Proprio a tale proposito, è d’obbligo fare un’ulteriore importante digressione.

Il docente è, per sua formazione, identificabile da due chiare e distinte caratteristiche: la prima è che viene da una formazione esclusivamente disciplinare; la seconda è che il docente è costruito (professionalmente) come una macchina per la ‘didattica trasmissiva’, perché si è formato per 17 anni, prima 13 nella scuola e, poi, almeno 4 sotto la ferrea disciplina universitaria, dove la docenza è, ed era, improntata su una esclusiva, ma anche rigida, didattica frontale (ex cathedra)[2].

Quindi, non è difficile comprendere che quel che l’insegnante riceve, poi, è quel che l’insegnante da (o meglio, è quello che può dare).

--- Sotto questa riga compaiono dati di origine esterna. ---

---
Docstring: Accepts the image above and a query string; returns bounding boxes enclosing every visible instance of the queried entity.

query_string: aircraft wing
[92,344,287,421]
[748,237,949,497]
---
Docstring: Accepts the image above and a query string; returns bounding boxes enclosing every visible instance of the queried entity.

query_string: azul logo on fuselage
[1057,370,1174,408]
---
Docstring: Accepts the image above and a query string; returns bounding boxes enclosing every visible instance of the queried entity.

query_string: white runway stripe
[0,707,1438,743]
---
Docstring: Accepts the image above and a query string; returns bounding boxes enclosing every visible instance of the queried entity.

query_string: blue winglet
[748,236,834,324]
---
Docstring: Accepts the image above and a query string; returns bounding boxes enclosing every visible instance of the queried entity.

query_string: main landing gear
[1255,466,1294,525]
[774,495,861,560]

Ebbene, se questa è una premessa obbligatoria, allora, nel primo caso (la formazione disciplinare), assumendo che il docente sia stato ben formato sulla disciplina dall’università, uno dei suoi limiti (per costituzione-natura professionale) è la (molto) limitata acquisizione delle conoscenze trasversali o delle competenze per la vita (pedagogiche, psicologiche, relazionali, emozionali, o tecnologiche e digitali, con tutte le conseguenze che comportano nella didattica queste innovazioni, dalla didattica digitale alla didattica per competenze…), semplicemente perché mai trattate.

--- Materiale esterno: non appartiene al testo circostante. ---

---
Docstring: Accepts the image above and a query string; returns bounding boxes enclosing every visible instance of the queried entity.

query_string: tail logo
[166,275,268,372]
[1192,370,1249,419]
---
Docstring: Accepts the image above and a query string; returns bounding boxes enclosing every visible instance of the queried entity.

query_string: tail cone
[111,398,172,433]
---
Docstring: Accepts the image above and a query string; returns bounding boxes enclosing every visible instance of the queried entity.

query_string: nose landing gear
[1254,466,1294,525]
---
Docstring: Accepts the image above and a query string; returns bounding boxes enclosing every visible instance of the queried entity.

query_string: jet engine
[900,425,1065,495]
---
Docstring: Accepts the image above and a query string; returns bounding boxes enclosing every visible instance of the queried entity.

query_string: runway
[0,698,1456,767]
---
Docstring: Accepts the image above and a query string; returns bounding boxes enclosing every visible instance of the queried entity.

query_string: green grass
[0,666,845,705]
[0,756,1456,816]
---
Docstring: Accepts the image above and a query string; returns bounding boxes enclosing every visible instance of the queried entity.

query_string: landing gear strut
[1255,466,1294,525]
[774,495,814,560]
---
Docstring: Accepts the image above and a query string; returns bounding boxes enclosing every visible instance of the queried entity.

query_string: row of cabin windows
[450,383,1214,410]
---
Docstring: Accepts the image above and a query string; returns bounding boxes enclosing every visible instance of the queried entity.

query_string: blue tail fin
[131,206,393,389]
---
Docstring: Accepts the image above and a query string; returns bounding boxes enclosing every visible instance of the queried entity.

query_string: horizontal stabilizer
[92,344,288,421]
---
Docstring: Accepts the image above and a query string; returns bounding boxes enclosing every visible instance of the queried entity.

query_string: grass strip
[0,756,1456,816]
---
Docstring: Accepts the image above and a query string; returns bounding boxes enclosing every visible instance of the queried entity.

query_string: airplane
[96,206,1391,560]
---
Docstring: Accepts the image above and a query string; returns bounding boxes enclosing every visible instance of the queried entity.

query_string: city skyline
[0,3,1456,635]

Nel secondo caso, l’autoformazione sulla didattica trasmissiva, dalla scuola all’università, introduce un problema di ordine specificamente metodologico: il docente conosce, ed ha un vissuto, solo e solamente sulla didattica “trasmissiva”. La didattica trasmissiva, oggi, è ritenuta ‘brutta e cattiva’ (anche se, in principio, non lo è sempre), semplicemente perché non funziona più e, allora, il docente deve essere edotto alle nuove tecniche metodologiche come il cooperative learning, il peer to peer, l’apprendimento in situazione o situato, il ‘flipped classroom’, l’IBSE (Inquire Based Science Education) o il PBL (Problem Based Learning) e così ogni altra innovazione metodologica.

 

È così nasce la prima grande contraddizione: la crisi dell’educazione.

il docente è preparato sulla disciplina ma non è preparato sia sulle competenze trasversali, sia sulle metodologie innovative. Non è in grado di “condurre da, … a” perché non sa come fare (non ha le competenze) e conosce solamente una metodologia di lavoro univoca, unilaterale e a senso unico, cioè trasmettere. Per le competenze trasversali non basta la pratica quotidiana. E siccome le metodologie innovative sono intrise di competenze trasversali (gestire la dinamica di una classe significa gestire relazioni), il docente è impreparato sugli aspetti più qualificanti dell’educatore.

Quindi, per concludere questa prima parte, dobbiamo constatare che il docente disciplinare, per come sono fatti i suoi “geni”, non è preparato ad essere un educatore e, ancora, il docente non è preparato ad una didattica ‘non trasmissiva’.

 

 

 

[1] H. Gardner, Cinque chiavi per il futuro, Feltrinelli, Milano, 2007

[2] A parte quelle rare, e pur entusiasmanti, esperienze collaborative di laboratorio scientifico che ricorda Primo Levi in Primo Levi, Tullio Regge, Dialoghi, Einaudi, 2005.